Frugality is a means, not an end unto itself. The pursuit of freedom can become another kind of prison.

Marshmellows

(apparently the correct spelling is “marshmallow.” I’m not going to go back and change it)

There is a famous experiment called “the marshmellow test.” It is a popular point of reference in behavioral finance circles. Here is a summary courtesy of Wikipedia (footnote annotations removed for clarity):

The Stanford marshmallow experiment was a study on delayed gratification in 1972 led by psychologist Walter Mischel, a professor at Stanford University. In this study, a child was offered a choice between one small but immediate reward, or two small rewards if they waited for a period of time. During this time, the researcher left the room for about 15 minutes and then returned. The reward was either a marshmallow or pretzel stick, depending on the child’s preference. In follow-up studies, the researchers found that children who were able to wait longer for the preferred rewards tended to have better life outcomes, as measured by SAT scores, educational attainment, body mass index (BMI), and other life measures.

A replication attempt with a sample from a more diverse population, over 10 times larger than the original study, showed only half the effect of the original study. The replication suggested that economic background, rather than willpower, explained the other half. The predictive power of marshmallow test was challenged in a 2020 study by a team of researchers that included Mischel.

There is quite a bit of worthwhile material here, from both a philosophy of science perspective and a practical perspective. The philosophy of science is (mostly) beyond the scope of this blog. So we’re not going to open that can of worms here. Instead, I’m going focus on the practical angle.

The practical angle is that this study is often referenced in the context of teaching children, and people in general, about delaying gratification. In a financial context: saving instead of spending. Given the results of replication attempts, and variations on the original study, I’d argue the marshmellow test should be regarded more as a parable than anything.

We’re talking about a marshmellow here.

If someone puts a marshmellow in front of you, and you want to eat the marshmellow, then eat the marshmellow. I don’t care if you’re five or fifty-five. The advice stands.

It is difficult for me to adequately convey the supreme irrelevance of the decision to immediately eat a single marshmellow or wait 15 minutes for some incrementally better reward.

Some decisions matter and some don’t. It is easy to focus on decisions that don’t matter. Decisions that don’t matter are easy decisions. They are marshmellows. People sometimes ask me things like: “should I put 1% of my net worth into crypto?” This is another kind of marshmellow. Sure. Go ahead. Whatever makes you happy.

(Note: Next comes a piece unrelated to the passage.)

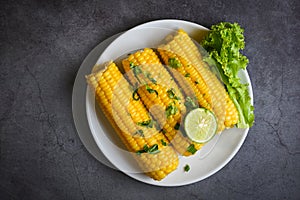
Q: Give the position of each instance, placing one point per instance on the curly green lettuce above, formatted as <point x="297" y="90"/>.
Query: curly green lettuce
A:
<point x="223" y="44"/>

There is a whole genre of marshmellow-centric “latte finance.” Don’t buy that Starbucks Coffee and you will save $1,200 per year. Compound that out over 30 years, blah, blah, blah. There’s something to be said for getting people to think critically about their purchasing decisions. But in terms of long-term impact, a daily coffee habit is dwarfed by decisions like how much house you choose to buy; what car you decide to drive; whether you send your kids to private school; what you can, can’t, will or won’t do to increase your earnings power.

When we get into things like houses, cars and kids we start to get into territory involving deep-seated emotions around values and status. Much of the consumer debt industry in America is built on a deep reluctance to sacrifice status to save money. If anything, the culture encourages the opposite.

This is not an argument for hairshirt frugality. If you want to live a high status lifestyle, you either need to make a whole lot of money or take on a whole lot of debt.

Treat yourself on the coffee. Save your energy for the tough. stuff.

Luck

Every so often people start talking about investing superpowers. If you could have one investing superpower what would it be?

The power to regularly source and legally trade on material non-public information would be my number one pick. But that’s kind of against the spirit of the game.

So my backup pick is “infinite and overwhelming luck in the markets.” I’d rather be lucky than good. Always. Not trying to get onto any World’s Greatest Investor Lists here. I’ll take my winnings any way I can get them and leave it to you all to fight over multifactor return decompositions of my performance.

If you are a regular reader you will recall that my favorite portfolio shape is “core and explore.” There are different permutations of this, but the basic intuition is a diversified core designed to harvest broad market risk premia alongside a speculative sleeve of public and private investments. In the speculative sleeve, much of what I am trying to accomplish is “putting myself in a position to get lucky.”

What does luck look like?

Luck is when something goes from reasonably valued to wildly overvalued.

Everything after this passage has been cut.